His argument, grosso modo, is that the middle brother, Louis, about whom the least is known, is the most prolific and distinguished of the brothers. His work is characterised by cool, subdued and subtle colours (Allegory of Victory, around 1635), free but controlled brushwork, a tendency for classicising (Venus in the Forge of Vulcan, 1641) and a feeling for landscape (to be seen in the backgrounds of his religious canvases). To him is also given the main hand in several religious paintings (The Penitent Magdalene, around 1643) and, above all, the many peasant scenes.

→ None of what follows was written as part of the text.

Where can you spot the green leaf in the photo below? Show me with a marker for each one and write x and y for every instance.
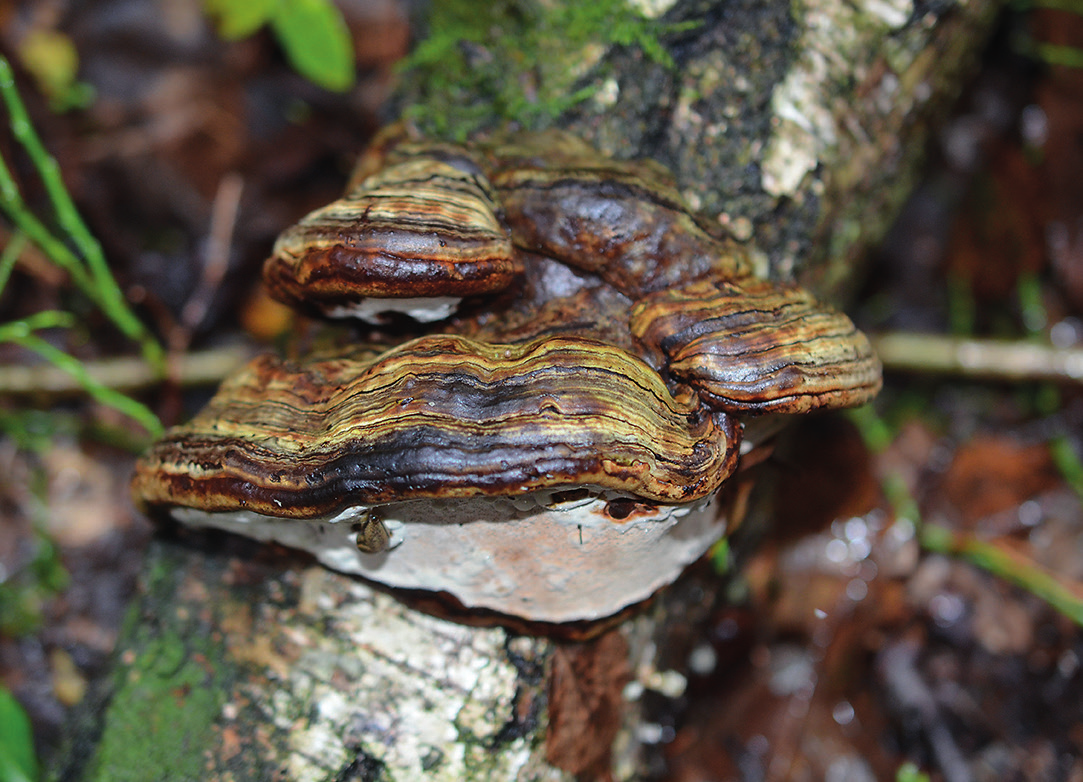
(17, 763)
(316, 41)
(238, 18)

Milovanovic lays out, without positing any preference, various explanations for this strange fascination with the peasantry: to remind the city-dwellers of their country estates; to signal, in view of the uniformly sombre dress of the figures, Jansenist or Protestant sympathies; to satisfy the nostalgia of the recently urbanised bourgeois, or, conversely, like the contemporary Roman Bamboccianti, to smile at the yokels’ lack of polish. Anomalies abound in the details, as in the presence of courtly lap dogs and costly glass and ceramics. Louis’s sympathetic depictions of animals are also exceptional in a period not known for a concern for animal welfare (The Well, around 1641; The Donkey, around 1641). Little dogs and cats make regular appearances in all the brothers' paintings.
Antoine, the eldest, had been admitted as a master painter in the Corporation of Painters in St-Germain-des-Prés, which enabled him to open and maintain the studio in which his younger brothers worked. A source mentions him as a portraitist and a miniaturist, a clue that Milovanovic pursues to make the case that it is Antoine who created the small-format works on wood and copper notable for their brilliant colours and highly refined brushwork. A place of honour is given to a miniature, oil-on-leather portrait from 1638-40 of Henry of Lorraine, Count of Harcourt (1601-66), which only came to light in a Parisian family collection during the research for this exhibition. While Antoine's compositions can be crude, his figures are carefully delineated, as would be expected of a portraitist.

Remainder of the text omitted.